Failure to address vulnerabilities created by China’s Great Firewall: More indirectly, any agreement that depoliticizes the Chinese government’s internet policies is overlooking the general security problems created by the Great Firewall (GFW)—Beijng’s system for monitoring and filtering internet communications between China and the outside world.

Over the past month, this issue was highlighted by two incidents in which malware infected applications on Apple’s mobile operating system. On September 17, some of China’s most popular apps—including Tencent’s WeChat and NetEase—were found to be carrying malware, affecting hundreds of millions of smartphones and marking the largest such incident to date in Apple’s history.

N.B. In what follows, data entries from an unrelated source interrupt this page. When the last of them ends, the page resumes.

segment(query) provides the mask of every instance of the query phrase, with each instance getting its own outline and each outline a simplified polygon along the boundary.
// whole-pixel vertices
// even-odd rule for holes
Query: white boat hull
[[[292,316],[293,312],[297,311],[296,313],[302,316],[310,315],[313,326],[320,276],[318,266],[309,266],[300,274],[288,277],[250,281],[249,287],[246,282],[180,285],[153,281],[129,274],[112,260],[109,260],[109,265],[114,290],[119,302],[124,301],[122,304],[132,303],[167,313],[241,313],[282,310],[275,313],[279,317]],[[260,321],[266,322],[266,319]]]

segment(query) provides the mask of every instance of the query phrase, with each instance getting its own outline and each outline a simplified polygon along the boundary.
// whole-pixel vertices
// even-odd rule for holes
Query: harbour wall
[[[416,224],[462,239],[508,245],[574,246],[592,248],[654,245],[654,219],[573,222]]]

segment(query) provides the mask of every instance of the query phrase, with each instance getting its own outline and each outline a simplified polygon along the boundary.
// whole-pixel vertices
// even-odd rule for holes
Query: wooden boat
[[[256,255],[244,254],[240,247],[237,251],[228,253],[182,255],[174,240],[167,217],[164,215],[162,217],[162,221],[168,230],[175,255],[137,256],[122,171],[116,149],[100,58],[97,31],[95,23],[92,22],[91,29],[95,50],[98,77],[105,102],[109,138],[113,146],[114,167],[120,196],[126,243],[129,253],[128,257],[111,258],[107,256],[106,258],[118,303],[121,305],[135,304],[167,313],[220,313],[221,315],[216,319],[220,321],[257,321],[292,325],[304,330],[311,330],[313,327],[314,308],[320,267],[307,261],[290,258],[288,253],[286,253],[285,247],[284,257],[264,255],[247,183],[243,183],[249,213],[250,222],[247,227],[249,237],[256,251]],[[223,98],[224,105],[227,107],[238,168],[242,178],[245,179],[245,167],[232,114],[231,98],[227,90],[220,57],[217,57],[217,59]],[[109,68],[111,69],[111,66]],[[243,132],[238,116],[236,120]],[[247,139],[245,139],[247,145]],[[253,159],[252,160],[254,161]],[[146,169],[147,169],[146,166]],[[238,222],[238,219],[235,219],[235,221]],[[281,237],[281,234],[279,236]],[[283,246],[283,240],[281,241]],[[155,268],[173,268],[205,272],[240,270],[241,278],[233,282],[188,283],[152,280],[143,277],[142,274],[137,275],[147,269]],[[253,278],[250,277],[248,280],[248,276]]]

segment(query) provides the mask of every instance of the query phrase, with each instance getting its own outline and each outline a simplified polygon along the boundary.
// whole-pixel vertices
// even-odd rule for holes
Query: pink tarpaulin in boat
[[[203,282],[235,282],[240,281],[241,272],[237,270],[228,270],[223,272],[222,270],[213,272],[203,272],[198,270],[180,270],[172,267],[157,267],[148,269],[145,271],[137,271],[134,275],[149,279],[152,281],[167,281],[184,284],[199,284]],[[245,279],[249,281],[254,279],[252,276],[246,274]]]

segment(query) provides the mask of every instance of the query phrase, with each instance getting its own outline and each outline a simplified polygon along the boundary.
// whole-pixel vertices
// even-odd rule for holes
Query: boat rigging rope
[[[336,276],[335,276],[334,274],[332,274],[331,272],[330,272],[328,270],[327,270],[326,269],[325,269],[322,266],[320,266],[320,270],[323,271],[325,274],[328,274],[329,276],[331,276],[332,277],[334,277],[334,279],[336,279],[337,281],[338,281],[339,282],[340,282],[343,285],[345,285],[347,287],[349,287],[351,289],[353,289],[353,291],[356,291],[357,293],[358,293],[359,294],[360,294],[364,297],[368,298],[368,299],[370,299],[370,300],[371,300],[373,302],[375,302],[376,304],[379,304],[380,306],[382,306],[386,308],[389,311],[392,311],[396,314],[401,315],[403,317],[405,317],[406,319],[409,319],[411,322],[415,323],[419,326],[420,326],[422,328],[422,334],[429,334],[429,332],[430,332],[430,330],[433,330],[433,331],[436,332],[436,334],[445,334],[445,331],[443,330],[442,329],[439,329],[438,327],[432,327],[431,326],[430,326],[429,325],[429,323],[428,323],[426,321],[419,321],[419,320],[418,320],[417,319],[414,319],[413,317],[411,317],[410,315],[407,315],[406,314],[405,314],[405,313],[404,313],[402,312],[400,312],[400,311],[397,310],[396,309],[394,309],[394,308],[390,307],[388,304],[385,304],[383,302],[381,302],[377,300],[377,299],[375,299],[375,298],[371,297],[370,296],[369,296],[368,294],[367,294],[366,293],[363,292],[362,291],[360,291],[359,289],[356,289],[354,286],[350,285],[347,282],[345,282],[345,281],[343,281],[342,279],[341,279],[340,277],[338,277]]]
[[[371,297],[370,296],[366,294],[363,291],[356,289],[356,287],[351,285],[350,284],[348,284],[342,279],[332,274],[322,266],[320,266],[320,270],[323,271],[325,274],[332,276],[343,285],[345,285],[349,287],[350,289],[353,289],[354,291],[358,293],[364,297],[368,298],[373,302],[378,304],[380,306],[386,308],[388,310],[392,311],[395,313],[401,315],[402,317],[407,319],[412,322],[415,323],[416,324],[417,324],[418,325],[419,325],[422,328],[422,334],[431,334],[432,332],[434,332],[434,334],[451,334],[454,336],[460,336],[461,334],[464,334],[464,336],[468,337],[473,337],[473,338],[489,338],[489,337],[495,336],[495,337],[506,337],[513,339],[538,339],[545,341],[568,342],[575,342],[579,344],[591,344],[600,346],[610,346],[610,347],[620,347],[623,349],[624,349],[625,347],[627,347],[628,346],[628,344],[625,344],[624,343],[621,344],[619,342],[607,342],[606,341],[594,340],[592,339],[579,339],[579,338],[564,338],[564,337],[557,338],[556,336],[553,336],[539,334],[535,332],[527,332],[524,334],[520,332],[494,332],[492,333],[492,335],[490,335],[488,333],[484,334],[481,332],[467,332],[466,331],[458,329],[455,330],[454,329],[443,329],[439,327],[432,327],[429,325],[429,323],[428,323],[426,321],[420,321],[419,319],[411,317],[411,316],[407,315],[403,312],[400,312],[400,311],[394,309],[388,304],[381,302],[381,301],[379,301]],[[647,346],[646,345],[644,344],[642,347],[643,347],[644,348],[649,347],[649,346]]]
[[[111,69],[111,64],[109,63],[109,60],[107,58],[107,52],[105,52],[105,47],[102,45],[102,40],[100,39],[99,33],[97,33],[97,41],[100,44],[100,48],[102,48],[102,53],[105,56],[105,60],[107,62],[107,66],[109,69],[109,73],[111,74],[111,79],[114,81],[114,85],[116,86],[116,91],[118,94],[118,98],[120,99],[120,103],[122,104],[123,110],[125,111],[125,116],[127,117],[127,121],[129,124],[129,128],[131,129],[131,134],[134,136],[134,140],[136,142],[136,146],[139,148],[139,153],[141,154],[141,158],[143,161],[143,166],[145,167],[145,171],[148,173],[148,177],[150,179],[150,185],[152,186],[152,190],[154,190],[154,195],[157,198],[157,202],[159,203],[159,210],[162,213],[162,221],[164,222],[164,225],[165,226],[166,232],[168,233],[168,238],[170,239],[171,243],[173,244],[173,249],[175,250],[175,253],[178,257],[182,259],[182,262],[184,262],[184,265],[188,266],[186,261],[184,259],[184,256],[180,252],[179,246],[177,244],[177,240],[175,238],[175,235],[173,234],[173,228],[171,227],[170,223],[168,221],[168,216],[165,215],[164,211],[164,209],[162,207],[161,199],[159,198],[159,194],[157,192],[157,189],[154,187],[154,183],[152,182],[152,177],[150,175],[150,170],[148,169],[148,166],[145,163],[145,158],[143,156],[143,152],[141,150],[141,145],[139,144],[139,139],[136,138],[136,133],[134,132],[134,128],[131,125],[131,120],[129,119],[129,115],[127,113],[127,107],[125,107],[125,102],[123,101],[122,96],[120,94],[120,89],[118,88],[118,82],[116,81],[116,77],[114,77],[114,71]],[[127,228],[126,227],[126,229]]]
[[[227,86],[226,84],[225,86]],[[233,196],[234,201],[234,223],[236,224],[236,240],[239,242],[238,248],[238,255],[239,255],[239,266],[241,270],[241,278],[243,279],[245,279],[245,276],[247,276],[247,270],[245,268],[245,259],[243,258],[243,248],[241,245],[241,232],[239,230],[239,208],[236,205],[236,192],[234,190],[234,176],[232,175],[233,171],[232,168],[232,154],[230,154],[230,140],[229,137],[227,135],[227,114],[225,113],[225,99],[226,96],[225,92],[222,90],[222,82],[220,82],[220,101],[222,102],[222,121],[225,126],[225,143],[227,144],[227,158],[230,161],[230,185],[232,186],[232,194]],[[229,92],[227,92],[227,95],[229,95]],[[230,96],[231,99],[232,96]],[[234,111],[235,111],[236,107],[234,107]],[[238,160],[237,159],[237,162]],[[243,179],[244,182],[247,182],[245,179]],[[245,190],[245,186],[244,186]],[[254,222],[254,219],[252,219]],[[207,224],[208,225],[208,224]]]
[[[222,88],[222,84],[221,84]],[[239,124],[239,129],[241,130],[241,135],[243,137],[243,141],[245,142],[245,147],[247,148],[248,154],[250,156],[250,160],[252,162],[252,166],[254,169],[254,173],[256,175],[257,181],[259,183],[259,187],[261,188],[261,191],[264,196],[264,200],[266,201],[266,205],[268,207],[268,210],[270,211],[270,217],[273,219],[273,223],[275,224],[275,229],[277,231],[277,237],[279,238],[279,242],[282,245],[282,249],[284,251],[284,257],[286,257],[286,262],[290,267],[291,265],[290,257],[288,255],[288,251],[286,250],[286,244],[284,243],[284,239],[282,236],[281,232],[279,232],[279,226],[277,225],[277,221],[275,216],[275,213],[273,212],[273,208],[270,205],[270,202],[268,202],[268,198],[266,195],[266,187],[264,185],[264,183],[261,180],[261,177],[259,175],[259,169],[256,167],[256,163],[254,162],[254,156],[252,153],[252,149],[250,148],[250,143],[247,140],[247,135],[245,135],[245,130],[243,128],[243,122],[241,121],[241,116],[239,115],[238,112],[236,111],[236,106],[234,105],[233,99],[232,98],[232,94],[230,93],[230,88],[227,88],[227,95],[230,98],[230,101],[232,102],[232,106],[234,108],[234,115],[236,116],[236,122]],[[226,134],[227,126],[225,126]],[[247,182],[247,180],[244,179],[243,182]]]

The apps were susceptible to intrusions because they used an alternative to Apple’s standard XCode. Analyzing why app developers might have used a less secure code, Oiwan Lam of Global Voices points out that due to the slow international internet connections in China (a direct result of the GFW’s real-time filtering), downloading XCode takes a very long time. Some programmers have consequently turned to alternatives that are more accessible from within the firewall, but also more vulnerable to malware. 

In the second incident, a malicious program targeting Apple devices was reported on October 4 by researchers at Palo Alto Networks. This time, a Chinese marketing company took advantage of internet users’ desire tocircumvent censorship to convince them to download an infected application. The malware essentially allowed the marketers to take control of users’ phones and execute certain actions, such as opening their Safari web browser to a page showing clients’ products or advertisements. 

Both of the above incidents were resolved quickly without long-term harm to consumers, but future attacks that exploit the same incentives may not prove as innocuous. Moreover, security analysts have found that the March 2015 attack on GitHub was carried out with a tool they labeled the “Great Cannon.” This weapon, which is co-located with the GFW, worked by redirecting large volumes of bystander traffic—mostly from Hong Kong and Taiwan—that was headed for search engine Baidu’s China servers and using it to swamp and paralyze the U.S.-based code-sharing website.

Ultimately, actions will speak louder than words. Over the next six months, security experts will closely track and investigate reports of cyber intrusions from China against American companies and other targets, hopefully providing evidence on whether the pace of attacks has slowed, if not ceased.

Meanwhile, the Obama administration will have two avenues—a bilateral dialogue and an ongoing response system—through which to press the Chinese government for answers and prosecutions of those found responsible for violations. The United States will also continue to consider imposing sanctions on Chinese companies found to have benefited from cyberespionage. The threat of sanctions appears to have had at least a short-term impact: On October 12, the Washington Post reported that Chinese officials had for the first time arrested hackers identified by U.S. officials.

White House fact sheet states that these new communication channels could address “malicious cyberactivities” generally. This leaves space for U.S. officials to expand the scope of inquiries beyond commercial espionage. American and Chinese internet users, civil society, and media outlets would be well served if politically driven attacks were covered, beginning with the first bilateral dialogue expected before the end of this calendar year.

In the meantime, though, security experts who have analyzed the Obama-Xi agreement appear to agree that they will not be out of work anytime soon. On September 29, security firm KnowBe4 offered a stark warning to those seeking protection from detrimental cyber intrusions originating in China: “You are still mostly on your own.”